Yoshikazu Tanaka, the chief engineer of Toyota's Mirai hydrogen fuel-cell car, told Wheels that he believed converting brown coal to hydrogen fuel would help drive adoption of the technology here.
“Unfortunately we [Toyota] are not an energy company,” Tanaka said on the eve of the official opening of the Tokyo motor show this week. “Producing hydrogen, we believe, is not our business.
“Australia would be an excellent vision for FCV [fuel-cell vehicles] because you have a lot of brown coal which could potentially become a source of hydrogen.”
Highly polluting brown coal is a simmering topic in Australia, with highly charged political wrangling between the Greens and state and federal governments over the future of coal-based electricity generation in NSW and Victoria.
According to Tanaka, Kawasaki Heavy Industries Japan has already started work on building a full-scale plant in Victoria that will one day convert coal-based resources into hydrogen.
In 2014, Toyota first mooted the idea of using the vast brown coal reserves under the Latrobe Valley in Victoria’s east as a potential cheap fuel source for the emerging fuel-cell technology -- which combines hydrogen gas with oxygen from the air to produce water and the power needed to drive an electric motor.
Toyota has since launched its Mirai fuel cell vehicle – the first production version of the technology in the world – but announced that it would not come to Australia because there is currently no way to refuel it.

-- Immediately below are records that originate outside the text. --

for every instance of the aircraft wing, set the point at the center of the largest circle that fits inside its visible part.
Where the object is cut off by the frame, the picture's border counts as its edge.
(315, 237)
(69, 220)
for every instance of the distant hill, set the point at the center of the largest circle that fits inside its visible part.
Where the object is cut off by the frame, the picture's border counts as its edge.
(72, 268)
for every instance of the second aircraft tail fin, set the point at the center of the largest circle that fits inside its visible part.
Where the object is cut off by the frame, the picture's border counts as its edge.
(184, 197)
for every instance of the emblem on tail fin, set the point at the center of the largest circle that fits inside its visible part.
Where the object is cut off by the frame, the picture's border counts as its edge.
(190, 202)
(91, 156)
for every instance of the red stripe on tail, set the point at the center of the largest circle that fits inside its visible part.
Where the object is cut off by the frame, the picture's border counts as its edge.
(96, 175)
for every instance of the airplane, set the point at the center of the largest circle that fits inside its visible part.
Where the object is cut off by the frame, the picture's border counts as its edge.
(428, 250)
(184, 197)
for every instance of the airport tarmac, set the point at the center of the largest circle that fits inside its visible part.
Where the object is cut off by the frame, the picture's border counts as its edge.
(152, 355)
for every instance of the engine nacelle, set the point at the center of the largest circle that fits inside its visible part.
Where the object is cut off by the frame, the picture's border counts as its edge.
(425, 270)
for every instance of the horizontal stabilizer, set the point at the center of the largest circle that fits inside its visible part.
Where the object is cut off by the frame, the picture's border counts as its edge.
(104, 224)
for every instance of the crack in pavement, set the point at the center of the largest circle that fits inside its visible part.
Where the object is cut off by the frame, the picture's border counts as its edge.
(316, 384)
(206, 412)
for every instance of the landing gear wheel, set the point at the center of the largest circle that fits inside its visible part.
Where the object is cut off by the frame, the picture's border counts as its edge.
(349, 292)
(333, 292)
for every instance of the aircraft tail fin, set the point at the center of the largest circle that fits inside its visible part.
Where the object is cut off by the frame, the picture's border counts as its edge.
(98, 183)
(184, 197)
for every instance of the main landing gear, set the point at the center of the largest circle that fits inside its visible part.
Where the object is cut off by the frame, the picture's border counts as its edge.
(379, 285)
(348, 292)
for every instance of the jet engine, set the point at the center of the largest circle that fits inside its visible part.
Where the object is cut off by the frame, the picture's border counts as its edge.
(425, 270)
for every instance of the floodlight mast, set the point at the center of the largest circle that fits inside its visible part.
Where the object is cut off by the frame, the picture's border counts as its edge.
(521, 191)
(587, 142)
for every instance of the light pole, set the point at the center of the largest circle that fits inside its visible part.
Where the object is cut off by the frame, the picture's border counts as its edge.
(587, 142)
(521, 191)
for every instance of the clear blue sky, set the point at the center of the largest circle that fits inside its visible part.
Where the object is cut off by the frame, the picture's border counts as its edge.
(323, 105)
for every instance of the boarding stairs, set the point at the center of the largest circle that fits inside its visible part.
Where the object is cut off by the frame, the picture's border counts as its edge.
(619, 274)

Toyota’s chicken-and-egg approach to the technology is in contrast to rival Hyundai, which has flagged plans to introduce a fuel-cell powered vehicle potentially based on the Tucson SUV to the Australian market, and help kick-start the refuelling technology.
Toyota Australia executive director of sales and marketing Tony Cramb said the carmaker would need to “sort out” the nation’s refuelling infrastructure before it could bring the Mirai here.
“All manufacturers are trying to get to a situation where they have emissions from the vehicle that are virtually zero,” he said.
“So it’s not a short-term political issue, it’s a longer-term infrastructure development and it requires not just government … there’s got to be private enterprise as well. We may have to get involved, other car manufacturers may have to get involved just to bring this kind of future to a reality.”